Cypress Lodge is an historic two-story frame country inn located at 18681 SW Conners Highway in Port Mayaca, Florida, United States. The lodge, which served as a hotel, was owned by Bessemer Properties and operated for many years by Paul Hoenshel, his wife Amy Hoenshel and their daughter, Mary Louise Hoenshel Smith. A 3.5 story structure with about 7,600 sqft of space, it was built in 1935 by Isaac Matthew Elkins and is mostly composed of cypress logs and contains

On November 12, 2008, the Cypress Lodge was added to the U.S. National Register of Historic Places. There is also a pumphouse on the property, but it was built in 1972. Thus, it is classified as non-contributing. Bonnie B. Dearborn and Barbara E. Mattick of the Florida Bureau of Historic Preservation noted that by 2008, little modifications had been made to the building.
==History and description==
In 1932, Henry, Howard, and John Phipps, owners of the Mayaca Corporation, successfully bided for property during a sale at the Martin County Courthouse. After Amy and Paul Hoenshel took out of a mortgage on the property in November of that year, they hired Isaac Matthew Elkins in 1935 to erect a structure for them, which would be known as the Cypress Lodge. Following the 1928 Okeechobee hurricane, Elkins had built homes for the Phipps brothers in the Port Mayaca area.

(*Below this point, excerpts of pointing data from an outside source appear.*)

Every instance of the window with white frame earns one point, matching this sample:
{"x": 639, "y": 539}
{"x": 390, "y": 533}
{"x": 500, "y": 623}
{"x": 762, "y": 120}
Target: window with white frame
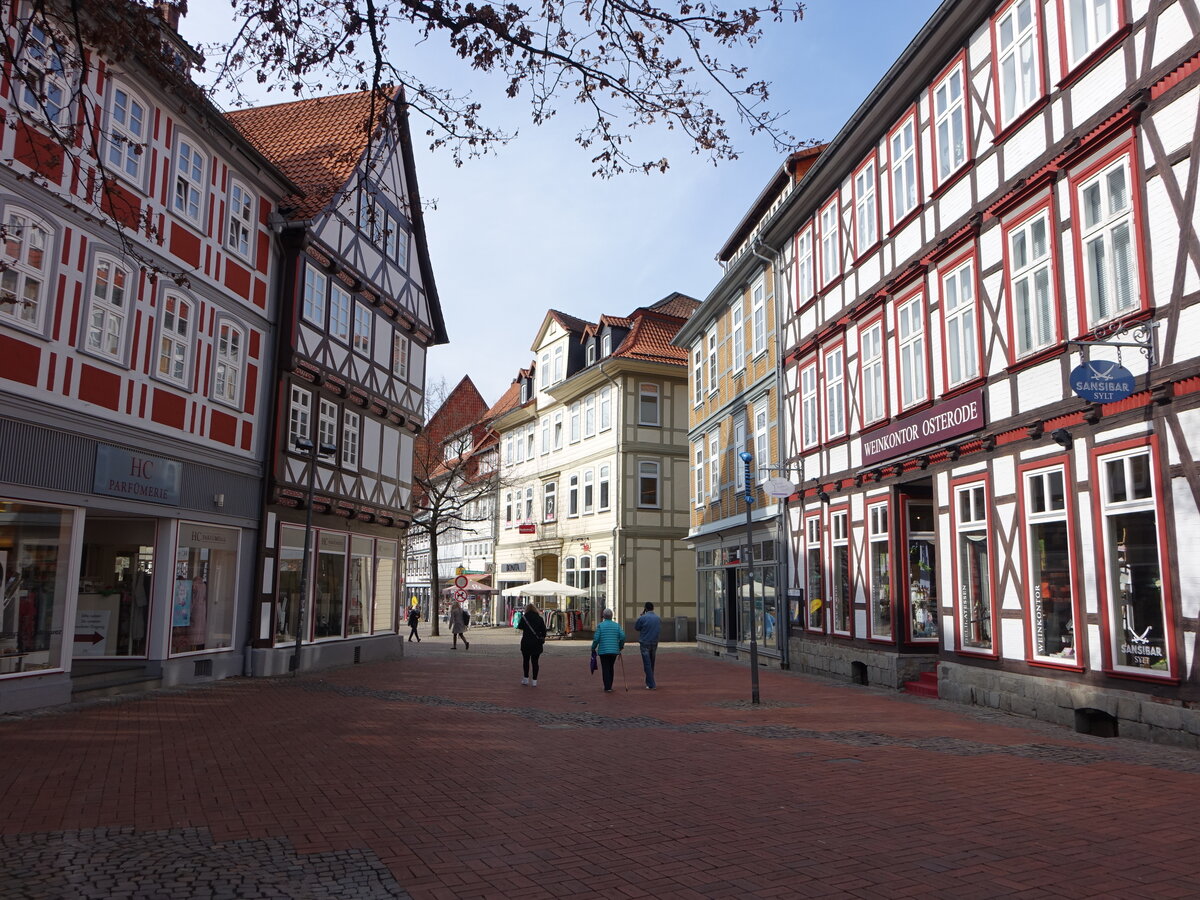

Sometime later in 1935, the Cypress Lodge opened at 18681 SW Conners Highway with hotel and restaurant facilities. Although the Miami Herald described the structure as having two stories, Bonnie B. Dearborn and Barbara E. Mattick of the Florida Bureau of Historic Preservation reported that the building is three-and-a-half stories. A Neoclassical style-structure, it contains approximately 7600 sqft of space. Additionally, the building is rectangular and mostly made of cypress logs. The Cypress Lodge continued to be used as a hotel facility until 1991.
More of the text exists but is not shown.